How to run java tool with Worker API

Hello! I’m an author of spotbugs-gradle-plugin that runs SpotBugs for projects. This tool eats CPU and memory heavily, and have Singletons, so I am motivated to run it in a separated JVM.

Today I want to get help from community, to know better ways to run a tool (process) with Worker API.

Previously I run the tool by project.javaexec() and recently I introduced Worker API with process isolation. Worker surely improves build performance, but it keeps workers eating 1G Java heap even after the build ends.

I had several ideas to fix this issue, however, it seems not so easy to apply :thinking: :

  1. Use classloader isolation instead.

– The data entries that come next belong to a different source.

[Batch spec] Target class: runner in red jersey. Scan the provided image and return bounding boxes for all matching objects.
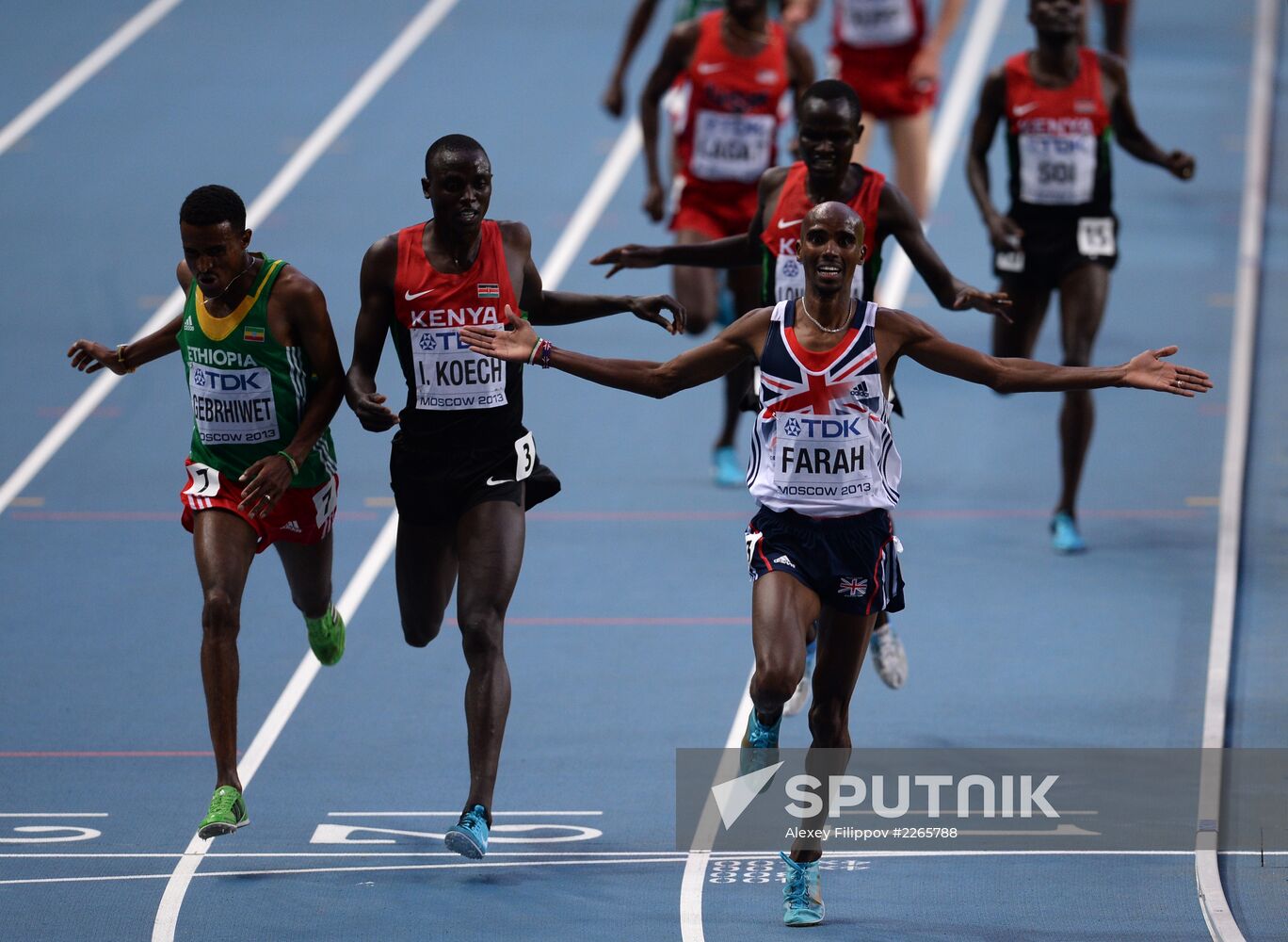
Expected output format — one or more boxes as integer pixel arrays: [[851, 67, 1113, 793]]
[[346, 134, 684, 857], [640, 0, 814, 486], [784, 0, 966, 219], [966, 0, 1194, 553], [591, 78, 1008, 695]]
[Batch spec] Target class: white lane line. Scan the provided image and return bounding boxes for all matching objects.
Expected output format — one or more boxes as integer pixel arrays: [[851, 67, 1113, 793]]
[[0, 0, 182, 154], [152, 35, 649, 942], [0, 0, 459, 514], [152, 512, 398, 942], [680, 0, 1006, 942], [1194, 0, 1280, 942], [541, 117, 644, 291], [15, 854, 684, 886], [326, 809, 604, 819], [877, 0, 1006, 308]]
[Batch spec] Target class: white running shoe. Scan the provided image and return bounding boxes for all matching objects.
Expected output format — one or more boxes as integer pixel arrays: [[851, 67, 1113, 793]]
[[871, 624, 908, 690], [783, 638, 818, 717]]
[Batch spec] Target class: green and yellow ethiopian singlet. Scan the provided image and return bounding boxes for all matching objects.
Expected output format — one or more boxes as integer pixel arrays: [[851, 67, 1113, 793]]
[[178, 252, 336, 487]]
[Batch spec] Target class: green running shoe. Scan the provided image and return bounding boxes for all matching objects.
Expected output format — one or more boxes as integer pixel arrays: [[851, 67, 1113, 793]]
[[304, 606, 344, 668], [197, 785, 250, 840]]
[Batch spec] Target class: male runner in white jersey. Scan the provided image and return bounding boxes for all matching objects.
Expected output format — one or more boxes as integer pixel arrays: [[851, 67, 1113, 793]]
[[347, 134, 684, 858], [590, 78, 1010, 701], [67, 186, 344, 837], [461, 203, 1212, 925], [966, 0, 1194, 553]]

But it cannot set Java heap size, so build performance could be worth. I’m also not sure that the tool can run in this isolation level without any trouble.
  2. Stop the worker process after the tool runs. But there is no API to realize: the keepAlive mode of worker is not SESSION but DAEMON, and this class is in an “internal” package.
  3. Use no isolation worker, and run project.javaexec in it. But in worker side we cannot touch project instance. If we pass the instance via WorkParameters, it throws ‘Could not serialize value of type DefaultProject’ error.

I’ve also read some similar tasks, but it seems that they depend on internal API that we should avoid. e.g. DaemonJavaCompiler, DaemonScalaCompiler.

Please help me to find better solution to apply. Thanks in advance! :slight_smile:

Obvious question, but is there any chance of refactoring to remove the singletons so you can have multiple instances in a single jvm?

1 Like

Thanks for your response, Lance! :+1:

remove the singletons so you can have multiple instances in a single jvm

It’s technically possible but still challenging. And even after we achieve it, we still have the heap size problem noted in the 1st item; instance of the tool in each worker eats java heap heavily (1 GiB~), but:

a. Worker with classloader-level isolation cannot set Java heap size implicitly
b. Multiple workers uses the same Java heap heavily at the same time, so GC runs frequently and memory-sensitive cache won’t work well as designed
c. Worker will keep eating huge memory even after the tool ends

So it’s nice if we can run one JVM for one tool instance. project.javaexec without worker works, but its performance is not so nice. This is why I’m motivated to use the Worker API.

I don’t know whether the javaexec tactic is a good one, but if you want to try you actually can without using Project.

The new experimental configuration cache feature also greatly restricts where you can use Project, that is you are not allowed to use it at execution time but only at configuration time.

Due to that several replacements for things like javaExec were done which are compatible and should also be compatible with the worker API I think.

Here you can find a nice list of method and replacement: Configuration cache

In your case you would simply inject ExecOperations into your worker class and use ExecOperations#javaexec {} just like you used Project#javaexec {} before.

1 Like

Thanks Vampire! :+1:

Based on suggestion, I’ve implemented a PoC and it seems that we cannot touch the stdout/stderr of the launched process. I’ll investigate how I can resolve this issue, and confirm how performance has been changed.